For instance, the CCPA requires companies to disclose the value that consumer data holds to their organization, the proposed regulations provide eight different factors that businesses can take into account in calculating the value of personal data.
So as a precondition of formalizing the data market, we should do more to understand the highly variable pricing of data in an under-regulated market. Last year, two US Senators introduced the Designing Accounting Safeguards to Help Broaden Oversight And Regulations on Data (DASHBOARD) Act, bipartisan legislation that will require data harvesting companies such as social media platforms to tell consumers and financial regulators exactly what data they are collecting from consumers, and how it is being leveraged by the platform for profit. The Bill also sought to amend the Exchange Act; setting up new rules for disclosures.
It just doesn’t seem like punitively compelling companies to share this data is going to get us anywhere.

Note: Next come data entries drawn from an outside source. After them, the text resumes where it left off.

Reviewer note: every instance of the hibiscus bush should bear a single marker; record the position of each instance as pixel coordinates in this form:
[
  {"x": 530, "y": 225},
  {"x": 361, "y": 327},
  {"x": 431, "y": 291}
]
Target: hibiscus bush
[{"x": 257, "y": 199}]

Another recent intervention that some states have been experimenting with is a data broker registry. These registries rely on the proactive disclosure of companies themselves (which is…unlikely) and empowers governments to penalize companies for not complying. However, a state's ability to enforce these registration requirements is predicated on the data broker self-identifying and registering. Why would a company - other than one that already has the highest standards and best practices - do that?
The State of Vermont recently enacted legislation [H.764] that regulates data brokers who buy and sell personal information. Vermont is the first state in the US to enact this type of legislation.
If passed, [AB 1202], one of the amendments making its way through the California legislature will: Require data brokers to register w/ the California Attorney General and provide some information, and impose penalties on the failure to register.
The federal Liberal Party of Canada has proposed a national advertising registry where companies would have to report with whom your data is being shared or sold, with the ability to withdraw consent at any time.
What about a National Data Broker Registry?
Apple's Tim Cook has called for the Federal Trade Commission FTC to establish a data-broker clearing house, requiring all data brokers to register, enabling consumers to track the transactions that have bundled and sold their data from place to place, and giving users the ability to delete their data on demand, free, easily and online, once and for all.
Last year, there were calls in the US for a National Data Broker Registry. It seems unlikely that all the companies in this space will want to put their hands up and pay to register. I also wonder if such a registry would need to be international. I mean, you could try to crowd-source one, and that would rely on a mix of self-disclosure and whistleblowing and might be onerous to maintain.
Formalizing the buying and selling of data would treat it as a commodity of sorts - similar to a natural resource that is traded, like mining or forestry. And data is *being* commodified. Fantasies of “owning” your data - still place the burden on you/us to manage that asset.
Clarifying the market for data is a precursor to other aspirations, like a universal basic data income or data dividends.
It feels unlikely that we will be in a position to meaningfully profit from the data economy (*which could be taxed) without entertaining what a comprehensive, regulated marketplace for data would look like.